# Value Charts and Price Action Profile



## kiers (18 February 2008)

Gents,

I am new to this forum and website. I am from Amsterdam, The Netherlands and ran into this website which looks professional. Or maybe it is the Aussie attitude that attracts too.

Here is my question: who is willing to share ideas and/or build a system around the idea written down in the book 'Dynamic Trading Indicators: Winning with Value Charts and Price Action Profile' by Mark Helweg (Author), David Stendahl (co-founder of RINA Systems, Inc) http://www.amazon.com/Dynamic-Trading-Indicators-Winning-Profile/dp/0471215570

I have a downloaded .pdf version of the book at home which I can send you if interested in working together on a system or at least sharing ideas how to make this mean reversion indicator into a system.

I also have an Easy Language TS8 code for this idea as a starter. Who is willing to share and add to this basic code and create a system around it?

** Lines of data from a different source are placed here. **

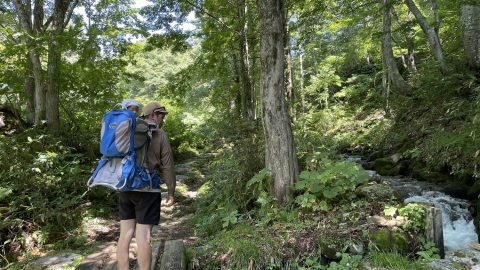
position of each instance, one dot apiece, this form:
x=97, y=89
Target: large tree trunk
x=430, y=32
x=24, y=16
x=53, y=69
x=29, y=90
x=248, y=104
x=392, y=73
x=280, y=159
x=288, y=55
x=470, y=19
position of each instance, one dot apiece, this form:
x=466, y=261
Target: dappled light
x=266, y=134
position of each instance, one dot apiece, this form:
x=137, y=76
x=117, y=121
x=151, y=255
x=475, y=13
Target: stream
x=458, y=227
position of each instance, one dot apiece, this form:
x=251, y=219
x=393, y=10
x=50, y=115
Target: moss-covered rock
x=386, y=166
x=474, y=191
x=390, y=240
x=329, y=249
x=378, y=192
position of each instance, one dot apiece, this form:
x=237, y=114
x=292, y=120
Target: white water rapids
x=458, y=228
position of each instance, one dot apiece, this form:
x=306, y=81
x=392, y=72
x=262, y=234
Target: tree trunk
x=53, y=68
x=247, y=100
x=431, y=33
x=280, y=158
x=470, y=19
x=392, y=74
x=29, y=90
x=24, y=16
x=288, y=55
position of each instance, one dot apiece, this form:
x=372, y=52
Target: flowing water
x=458, y=228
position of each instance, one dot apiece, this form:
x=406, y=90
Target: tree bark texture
x=288, y=55
x=392, y=74
x=431, y=33
x=470, y=18
x=248, y=104
x=29, y=90
x=53, y=68
x=24, y=16
x=280, y=156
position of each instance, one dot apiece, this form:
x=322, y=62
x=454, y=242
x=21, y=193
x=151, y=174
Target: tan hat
x=154, y=107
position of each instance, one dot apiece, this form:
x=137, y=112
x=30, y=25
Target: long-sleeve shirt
x=160, y=157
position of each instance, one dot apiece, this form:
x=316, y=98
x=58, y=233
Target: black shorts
x=144, y=207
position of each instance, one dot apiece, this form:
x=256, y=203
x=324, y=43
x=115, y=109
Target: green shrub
x=333, y=181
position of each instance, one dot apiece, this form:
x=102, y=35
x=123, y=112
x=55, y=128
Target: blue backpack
x=123, y=139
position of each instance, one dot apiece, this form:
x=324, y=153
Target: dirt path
x=173, y=221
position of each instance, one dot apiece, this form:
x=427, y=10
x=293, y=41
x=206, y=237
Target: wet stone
x=55, y=262
x=180, y=177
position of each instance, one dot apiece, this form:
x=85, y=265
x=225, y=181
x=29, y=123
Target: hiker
x=132, y=105
x=140, y=210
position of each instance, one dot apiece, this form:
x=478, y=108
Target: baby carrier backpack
x=124, y=142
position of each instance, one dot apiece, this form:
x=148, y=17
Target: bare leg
x=127, y=228
x=144, y=249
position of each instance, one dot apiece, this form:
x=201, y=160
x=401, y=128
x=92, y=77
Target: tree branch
x=70, y=13
x=437, y=16
x=47, y=23
x=22, y=14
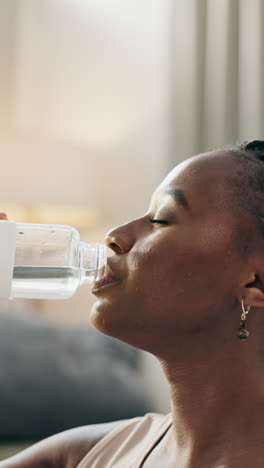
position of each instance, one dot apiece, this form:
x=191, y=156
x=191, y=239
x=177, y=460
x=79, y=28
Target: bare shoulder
x=65, y=449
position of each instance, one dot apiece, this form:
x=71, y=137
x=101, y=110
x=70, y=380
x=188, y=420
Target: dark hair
x=251, y=193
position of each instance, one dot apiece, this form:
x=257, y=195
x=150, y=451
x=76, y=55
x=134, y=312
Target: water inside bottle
x=41, y=282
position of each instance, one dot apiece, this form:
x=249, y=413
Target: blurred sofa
x=54, y=378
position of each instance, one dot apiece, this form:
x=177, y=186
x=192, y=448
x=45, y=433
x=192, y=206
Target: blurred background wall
x=100, y=99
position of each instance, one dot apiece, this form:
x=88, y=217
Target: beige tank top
x=129, y=443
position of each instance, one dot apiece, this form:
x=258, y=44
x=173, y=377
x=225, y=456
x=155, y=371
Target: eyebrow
x=179, y=196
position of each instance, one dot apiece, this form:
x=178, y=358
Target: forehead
x=208, y=181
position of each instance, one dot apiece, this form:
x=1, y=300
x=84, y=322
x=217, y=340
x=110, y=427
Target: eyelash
x=159, y=221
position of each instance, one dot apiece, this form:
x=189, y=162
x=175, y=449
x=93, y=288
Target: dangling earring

Please contact me at edkiers2002@hotmail.com 

Kind regards,

Ed


----------



## julius (20 February 2008)

Ed, please post more details about the system...nothing complex just the basics.


----------



## kiers (22 February 2008)

Here you see a Value Chart, so if this is the basic thing then what do we build around it? When to accept longs in oversold en shorts in overbought for example?


----------